Poi è la volta degli Able Noise, una delle sorprese del festival, con un live lirico e delicato tanto quanto spigoloso: un post-rock-folk dal sapore antico, che fa trattenere a tutti il respiro, lasciando gonfiare i cuori in sala. Gli SML orchestrati da Jeremiah Chiu servono al Koorenhuis la loro seconda esibizione ed è un tripudio: un treno kraut-jazz psichedelico irrefrenabile. Anche questo si rivelerà uno dei migliori live del festival. Kali Malone incanta all’organo della Grote Kerk, mentre la batteria di Greg Fox è il primo mattone del muro di suono del super gruppo Body Meπa, che riattualizza il post-rock agli anni Duemilaventi.
La domenica parte con una performance metallurgica di FUJI|||||||||||TA, che dialoga con uno strumento autocostruito suonandolo ora con un getto d’aria, ora percuotendolo, ora facendolo vibrare addirittura con la voce: un esperimento molto interessante, ma che forse dura per troppi minuti. Non è sfavillante nemmeno l’esibizione di Wendy Eisenberg, mentre il decollo avviene quando sul palco del PAARD sale Panda Bear e mette nello stereo di una decappottabile il suo nuovo album “Sinister Grift”: un’accelerata kraut-surf-rock, un po’ di mescalina e l’auto parte per un viaggio in un tunnel psichedelico e colorato, come visual che accompagnano il live. Subito dopo i caroline, un ensemble pressoché orchestrale che occupa tutto il palco del Concordia, con i suoi elementi e l’intensità dei suoi brani che ricordano i migliori Thee Silver Mt. Zion e tante altre gemme della Constellation. Meravigliosamente e semplicemente struggenti. Anche i Moin, band formata dalla Magaletti e dai Raime, sono al gran completo e sul palco fanno ruotare alla voce Olan Monk, Sophia Al-Maria e Coby Sey per interpretare i brani del loro bellissimo ultimo album “You Never End”, uscito per AD 93. Tanta potenza, tanto suono, tanta qualità in ogni pezzo. Gli ultimi due live del festival sono in una affollatissima Lutherse Kerk: c’è la prima mondiale del live di presentazione di “no floor”, album meraviglioso di more eaze & claire rousay, figure chiave del movimento nu-ambient contemporaneo, che dimostrano di saper intrecciare elettronica e steel guitar in maniera celestiale.
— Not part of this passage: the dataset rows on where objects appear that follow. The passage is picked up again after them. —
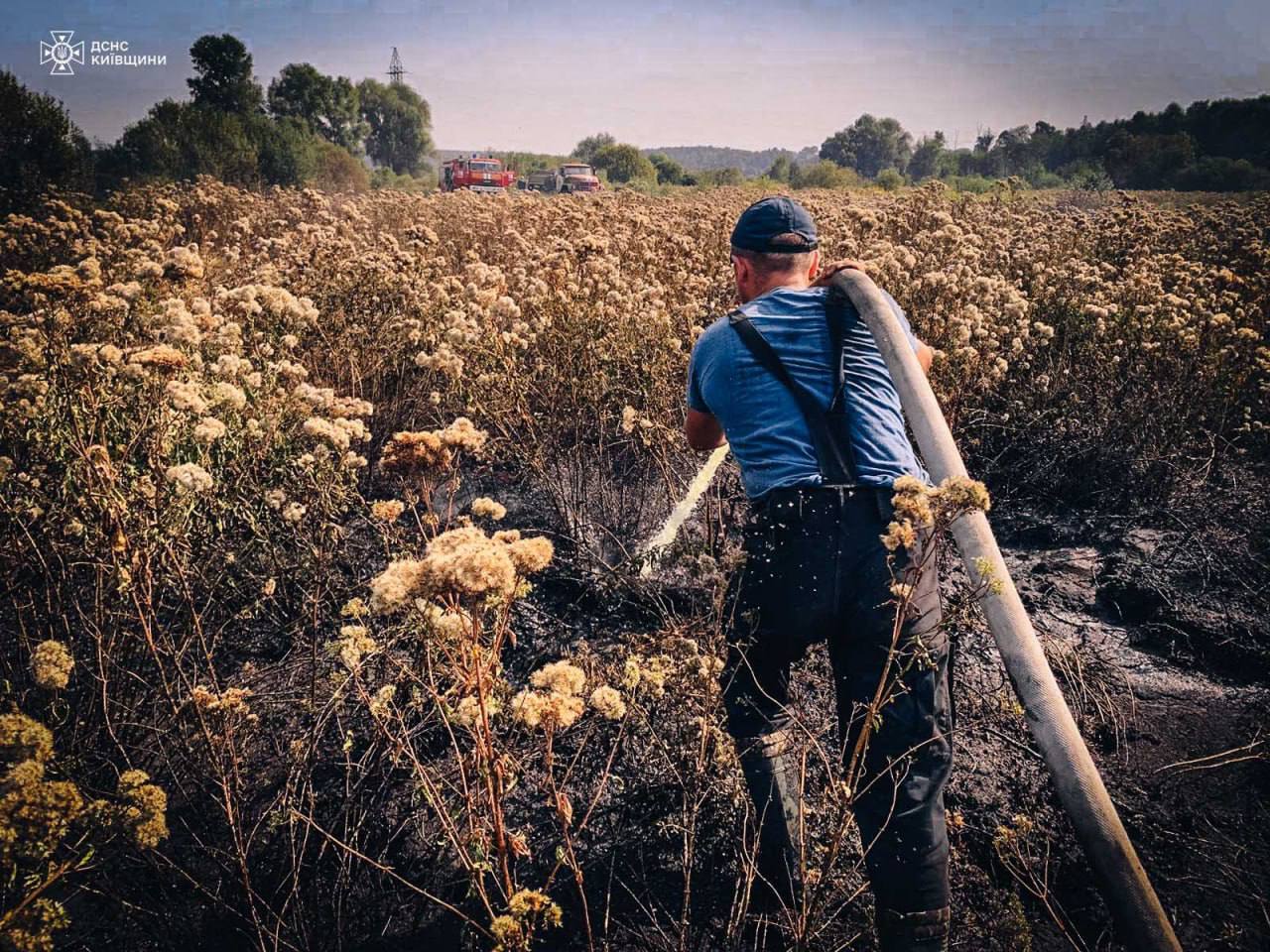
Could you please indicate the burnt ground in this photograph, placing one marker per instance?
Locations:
(1160, 643)
(1175, 722)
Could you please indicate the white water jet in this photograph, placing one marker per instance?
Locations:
(684, 508)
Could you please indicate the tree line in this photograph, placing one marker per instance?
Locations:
(305, 128)
(1207, 146)
(330, 132)
(1211, 146)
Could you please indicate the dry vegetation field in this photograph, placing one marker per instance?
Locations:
(321, 617)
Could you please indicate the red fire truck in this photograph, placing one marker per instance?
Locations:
(475, 173)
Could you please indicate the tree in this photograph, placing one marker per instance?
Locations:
(222, 76)
(587, 149)
(41, 148)
(889, 179)
(869, 145)
(926, 158)
(624, 163)
(327, 104)
(824, 175)
(400, 126)
(668, 172)
(780, 169)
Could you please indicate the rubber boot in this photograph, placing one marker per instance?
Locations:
(772, 780)
(913, 932)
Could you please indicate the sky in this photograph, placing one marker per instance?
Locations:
(540, 75)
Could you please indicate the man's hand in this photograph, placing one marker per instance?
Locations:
(702, 430)
(832, 268)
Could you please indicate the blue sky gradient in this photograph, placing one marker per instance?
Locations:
(540, 75)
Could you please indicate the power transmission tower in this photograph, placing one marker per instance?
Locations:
(395, 68)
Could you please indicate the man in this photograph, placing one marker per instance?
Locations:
(820, 444)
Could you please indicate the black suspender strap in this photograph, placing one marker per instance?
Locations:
(833, 451)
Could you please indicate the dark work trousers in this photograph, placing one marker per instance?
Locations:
(816, 570)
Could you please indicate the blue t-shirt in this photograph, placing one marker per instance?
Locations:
(760, 416)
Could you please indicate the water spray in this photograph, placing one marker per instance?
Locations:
(683, 509)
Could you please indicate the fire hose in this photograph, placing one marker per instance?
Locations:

Poi Eiko Ishibashi, una chiusura elegantissima per laptop, voce ed elettronica.
Il Rewire si conferma un giardino delle meraviglie, dove cogliere i frutti più freschi del panorama musicale mondiale. Un festival che ha la capacità di allargarsi e diversificarsi, con un cuore elettronico contaminato da jazz, rock e musiche dal Quarto Mondo. Il tutto amalgamato con sperimentazione e ricerca. Uno squarcio spazio-suono-temporale che vorremmo durasse non per quattro ma per quaranta giorni. Forse troppi, ma se vivessimo sempre di live così, non saremmo tutti più felici?